Stock Market Collapse Threatens Lyft And Uber IPOs

Car ride-sharing company Lyft, No.2 in the sector behind Uber, has filed confidential paperwork to go public. Uber management has already made statements that it wants to go public in 2019. Nothing undermines the IPO market like a market sell down. If the current one does not abate or gets worse into 2019, each company will face a tremendous barrier to its plans. That in turn, will mean they need to operate as private companies and curtail losses so they do not run low on the money they have raised from venture capitalists.

Market troubles mean that the venture capitalists who put hundreds of millions of dollars into start-ups may never get their money back. Since this is the primary goal of most VC deals, the only other exit is a sale of the companies blocked from the public markets.

Several large IPOs have already been canceled due to market conditions this year. Recently, they include LeasePlan, a Dutch car leasing group. China’s Tencent Music Entertainment Group also pulled its IPO. Spanish oil giant Cepsa also killed its plans.

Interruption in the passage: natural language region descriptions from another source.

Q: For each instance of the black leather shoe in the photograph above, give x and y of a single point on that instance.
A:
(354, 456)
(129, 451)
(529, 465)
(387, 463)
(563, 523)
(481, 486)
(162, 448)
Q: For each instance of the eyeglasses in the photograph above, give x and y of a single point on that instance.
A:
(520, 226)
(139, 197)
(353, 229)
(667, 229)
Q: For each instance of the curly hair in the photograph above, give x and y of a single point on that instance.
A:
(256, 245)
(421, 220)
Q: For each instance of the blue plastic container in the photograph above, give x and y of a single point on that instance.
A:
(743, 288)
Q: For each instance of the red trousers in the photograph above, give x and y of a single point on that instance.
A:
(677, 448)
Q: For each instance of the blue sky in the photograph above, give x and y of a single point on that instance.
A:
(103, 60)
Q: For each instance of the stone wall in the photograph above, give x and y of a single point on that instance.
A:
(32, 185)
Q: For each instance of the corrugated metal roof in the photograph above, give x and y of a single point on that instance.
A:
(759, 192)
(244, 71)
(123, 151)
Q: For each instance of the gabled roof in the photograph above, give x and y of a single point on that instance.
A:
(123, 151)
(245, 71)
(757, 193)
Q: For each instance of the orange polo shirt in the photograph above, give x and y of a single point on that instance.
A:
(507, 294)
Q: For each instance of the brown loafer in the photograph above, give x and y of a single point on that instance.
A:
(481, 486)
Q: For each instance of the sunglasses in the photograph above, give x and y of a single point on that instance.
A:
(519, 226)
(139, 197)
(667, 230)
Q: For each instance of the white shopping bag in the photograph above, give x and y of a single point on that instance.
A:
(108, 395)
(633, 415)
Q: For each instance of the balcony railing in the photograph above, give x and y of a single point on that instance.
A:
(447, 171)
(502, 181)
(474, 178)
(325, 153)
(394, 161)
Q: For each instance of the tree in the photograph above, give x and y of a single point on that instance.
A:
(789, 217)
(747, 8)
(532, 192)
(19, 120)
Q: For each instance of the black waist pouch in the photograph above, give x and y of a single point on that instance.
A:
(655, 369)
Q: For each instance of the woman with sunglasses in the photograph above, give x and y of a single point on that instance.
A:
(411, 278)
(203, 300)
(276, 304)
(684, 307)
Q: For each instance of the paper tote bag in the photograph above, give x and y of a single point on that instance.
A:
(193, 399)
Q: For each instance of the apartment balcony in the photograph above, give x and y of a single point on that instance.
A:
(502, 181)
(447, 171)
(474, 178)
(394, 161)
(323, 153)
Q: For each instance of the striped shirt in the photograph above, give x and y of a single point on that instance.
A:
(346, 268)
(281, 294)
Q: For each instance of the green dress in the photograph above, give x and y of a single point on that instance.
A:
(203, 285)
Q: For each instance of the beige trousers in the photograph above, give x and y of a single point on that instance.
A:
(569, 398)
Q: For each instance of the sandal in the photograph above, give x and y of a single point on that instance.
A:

The current market effect on IPOs follows several similar periods over the last few years. In 2016, IPOs hit their lowest level since 2003. The market traded flat to down in 2016, which left few windows of market enthusiasm for new investments

The financial collapse of 2008 crashed the markets, and IPOs were nearly impossible. The Dow traded over 13,000 in October 2007. It dropped below 7,000 in March 2009. Business research firm Hoovers wrote at the end of 2008, “The 31 IPOs offered on the NYSE, NASDAQ and AMEX in 2008 raised $24.1 billion, compared to 209 IPOs in 2007, which raised $48.6 billion.”

The most devastating market drop for IPOs in recent years was the NASDAQ collapse of 2001, also called the end of the internet bubble. In February 2000, the index was at nearly 5,000. By May 2001, it had dropped below 2,000. Some of the largest venture capital-backed companies lost their IPO chances and subsequently went out of business. Some other companies did make it public, only to face sell-downs of their shares which in some cases were over 90%. It has become a cautionary story of why bankers should not push IPOs into challenging markets.

Lyft has hired J.P. Morgan as its IPO banker with an anticipated value of $15 billion. The Wall Street Journal reported that Lyft is hemorrhaging money. While its revenues jumped to $563 million in the third quarter from $300 million in the same period a year ago, Lyft lost $254 million compared with $195 million.  At an annual loss run rate of over $1 billion, Lyft faces the question of whether private investors will support it if it cannot get public next year.

Uber has the same problem. It also recently filed IPO paperwork. It has posted a private valuation over $60 billion. Uber lost just over a billion in the third quarter. That puts it loss run rate at $4 billion.

The market sell-off has dropped the value of the S&P 500 from 2,900 in September to 2,600 today. That drop in and off itself may keep IPOs on the sidelines. If it worsens considerable, IPOs of hot companies like Lyft and Uber may well be put on hold indefinitely.